What is Pseudopapilledema?

Swelling of the optic disc, also known as optic disc edema, and another condition called papilledema are important to diagnose early because they can be the initial signal for a variety of diseases that could lead to vision loss, harm to the nervous system, or even death. To clarify, optic disc edema occurs when a part of the eye called the optic nerve head swells due to a range of potential diseases affecting the optic nerve, including inflammation and compression, among others. On the other hand, papilledema refers specifically to optic disc edema resulting from increased pressure inside the skull.

It’s crucial to differentiate true disc edema from a condition called pseudopapilledema, which only mimics the swollen appearance of the optic nerve head without the actual swelling of the nerve fibers – these two conditions lead to vastly different health implications. Some eye abnormalities such as optic disc drusen (tiny rock-like formations in the optic nerve), congenital disc anomalies (birth defects), myelinated nerve fibers (nerves with an abnormal protective coating), and certain growths surrounding the optic disc, like astrocytic hamartomas, can give a false impression of pseudopapilledema.

This review will mainly concentrate on optic disc drusen. Careful eye check-up and some additional diagnostic tests can typically assist in distinguishing these causes of pseudopapilledema.

What Causes Pseudopapilledema?

Pseudopapilledema is a condition where there seems to be swelling of the optic nerve in the back of your eye. Many different factors can cause pseudopapilledema. For example, people born with small nerves and a crowded optic nerve area, typically seen in farsighted eyes (or those with shorter axial lengths – the measure from the front to the back of the eye), can show mild elevation of the optic nerve.
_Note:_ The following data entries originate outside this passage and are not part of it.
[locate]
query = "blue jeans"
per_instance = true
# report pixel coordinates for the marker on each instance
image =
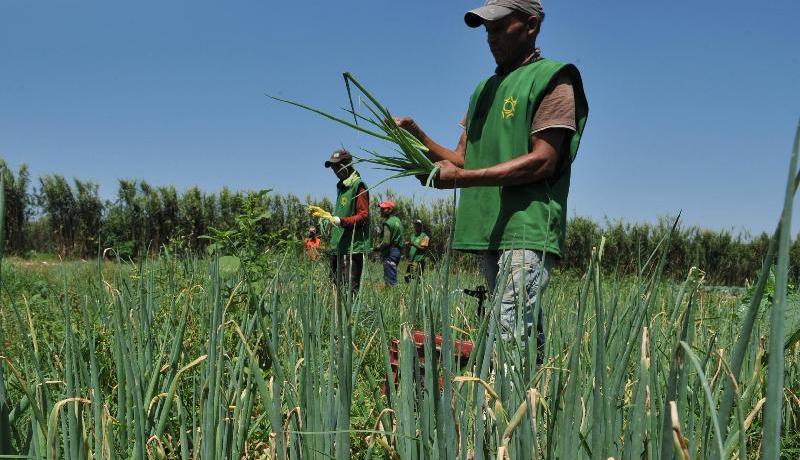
(390, 261)
(523, 266)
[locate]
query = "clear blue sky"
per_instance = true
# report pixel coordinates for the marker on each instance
(693, 105)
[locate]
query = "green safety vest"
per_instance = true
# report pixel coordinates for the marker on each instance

On the other hand, in nearsighted eyes (with longer axial lengths), the optic nerve can be inserted into the eye at a slanted angle which can make one side appear higher than the other.

Sometimes, an incomplete, naturally occurring condition called Burgmeister’s papillae, which forms from a not fully vanished artery in the eye, can cover the optic nerve and mimic the look of papilledema or optic nerve swelling. Even migrated nerve fibers, which are abnormal, can obscure the optic nerve margin and give a similar appearance.

Optic disc drusen (ODD), another cause, are deposits consisting of calcium and proteins located at the back of the retina. The creation of ODD is thought to be related to abnormal axoplasmic flow – the transport within the nerve cell – resulting in the pushing out of the drusen or decay of the retina’s nerve fibers. Over time, these drusen deposits can rise from the deep, hidden zones to the surface and increase the optic nerve head elevation.

Any other irregularities around the optic nerve that can blur the nerve’s boundaries or elevate the nerve can cause pseudopapilledema. This includes issues like vitreopapillary traction, non-mineralized peripapillary astrocytic hamartomas (a rare, benign growth in the eye), or other tumors near the optic nerve.

Risk Factors and Frequency for Pseudopapilledema

Optical disc drusen (ODD) are not very common, affecting around 0.2 to 3.1% of the population. Their prevalence tends to be higher when examined in post-mortem studies. It’s been observed that there can be a genetic component, as ODD often runs in families, but no specific gene has been identified as the cause yet. This condition has been found to be associated with other conditions, such as retinitis pigmentosa, Alagille syndrome, and pseudoxanthoma elasticum (also known as Grönblad–Strandberg syndrome).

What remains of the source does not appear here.